No hay una medida exacta, ni siquiera una sugerida: depende de cada caso, del estado de la relación que has establecido con esa persona, de cuánta confianza exista, del punto del proceso en el que se encuentre. Para que esa dosis de miedo (dolor) te ayude a persuadir a esa persona, la lleve a ejecutar la acción que esperas de ella, debes dominar el ciclo del miedo. ¿Lo conoces?
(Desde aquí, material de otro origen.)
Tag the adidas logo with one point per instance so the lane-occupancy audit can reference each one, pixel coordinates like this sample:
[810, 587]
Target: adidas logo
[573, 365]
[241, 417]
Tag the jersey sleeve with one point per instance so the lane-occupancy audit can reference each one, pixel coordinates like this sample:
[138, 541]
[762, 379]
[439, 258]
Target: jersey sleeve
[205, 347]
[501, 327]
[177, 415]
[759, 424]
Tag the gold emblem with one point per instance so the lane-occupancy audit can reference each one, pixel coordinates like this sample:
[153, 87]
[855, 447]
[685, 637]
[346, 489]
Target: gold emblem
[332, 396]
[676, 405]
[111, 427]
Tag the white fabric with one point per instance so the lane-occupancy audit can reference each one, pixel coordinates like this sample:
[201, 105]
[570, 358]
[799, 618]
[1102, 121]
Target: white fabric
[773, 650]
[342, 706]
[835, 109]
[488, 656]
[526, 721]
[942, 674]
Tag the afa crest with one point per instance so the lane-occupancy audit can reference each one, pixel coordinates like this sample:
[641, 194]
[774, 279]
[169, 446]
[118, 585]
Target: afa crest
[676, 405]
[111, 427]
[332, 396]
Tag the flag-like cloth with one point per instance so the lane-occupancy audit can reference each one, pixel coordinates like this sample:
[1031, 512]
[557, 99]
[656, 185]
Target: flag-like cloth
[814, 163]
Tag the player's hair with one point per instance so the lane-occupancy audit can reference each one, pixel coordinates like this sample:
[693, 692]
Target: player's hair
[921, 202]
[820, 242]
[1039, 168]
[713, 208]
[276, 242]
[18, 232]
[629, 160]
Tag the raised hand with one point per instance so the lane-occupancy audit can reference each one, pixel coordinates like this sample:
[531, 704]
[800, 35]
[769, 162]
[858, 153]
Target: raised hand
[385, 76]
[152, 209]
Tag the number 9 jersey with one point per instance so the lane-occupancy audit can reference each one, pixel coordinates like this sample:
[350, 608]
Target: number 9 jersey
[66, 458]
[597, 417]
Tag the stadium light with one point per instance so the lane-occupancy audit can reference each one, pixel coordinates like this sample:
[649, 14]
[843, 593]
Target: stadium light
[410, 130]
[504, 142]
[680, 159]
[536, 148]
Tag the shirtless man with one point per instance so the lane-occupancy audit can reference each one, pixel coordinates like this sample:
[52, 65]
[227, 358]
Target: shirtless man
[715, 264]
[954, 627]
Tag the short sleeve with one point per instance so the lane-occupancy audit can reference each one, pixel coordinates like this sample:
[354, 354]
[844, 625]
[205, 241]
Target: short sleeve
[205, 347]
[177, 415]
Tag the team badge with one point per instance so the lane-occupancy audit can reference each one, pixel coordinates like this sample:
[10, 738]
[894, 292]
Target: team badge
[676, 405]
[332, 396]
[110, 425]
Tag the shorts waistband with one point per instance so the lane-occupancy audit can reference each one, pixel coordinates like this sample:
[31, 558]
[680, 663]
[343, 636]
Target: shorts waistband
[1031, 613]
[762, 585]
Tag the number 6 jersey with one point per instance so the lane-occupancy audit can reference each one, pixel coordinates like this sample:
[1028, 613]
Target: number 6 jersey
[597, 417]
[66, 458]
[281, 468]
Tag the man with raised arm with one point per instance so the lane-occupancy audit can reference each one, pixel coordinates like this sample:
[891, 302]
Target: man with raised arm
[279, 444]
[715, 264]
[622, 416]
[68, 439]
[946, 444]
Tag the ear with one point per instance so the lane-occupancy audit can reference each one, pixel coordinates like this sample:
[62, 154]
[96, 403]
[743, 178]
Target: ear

En una situación de riesgo o peligro potencial, de miedo o dolor, así actúa tu cerebro:

1.- Recibe un estímulo: que puede ser externo o interno y se altera

2.- Anticipa un riesgo: ve una amenaza potencial y se prepara para responder

3.- Activa la emoción: dolor o miedo, o una de sus múltiples manifestaciones

4.- Reacciona físicamente: en el exterior, se nota que algo te afecta, no lo puedes ocultar

5.- Interpreta y responde: procesa la información (estímulo-respuesta) y lo ejecuta

6.- Almacena la vivencia: establece una automatización, una programación que usará en el futuro

7.- Repite la respuesta: cada vez que te enfrentes al mismo estímulo, activa la respuesta procesada

La dosis de miedo (dolor) en tu mensaje será la conveniente sí y solo sí conoce y controlas el ciclo del miedo, cuando estás en capacidad de transformar esa emoción negativa en una positiva. Es decir, una acción que persuada a tu cliente potencial y lo inspire a realizar la acción que esperas de él. Si pierdes el control, si la situación se te sale de las manos, irremediablemente te rechazarán.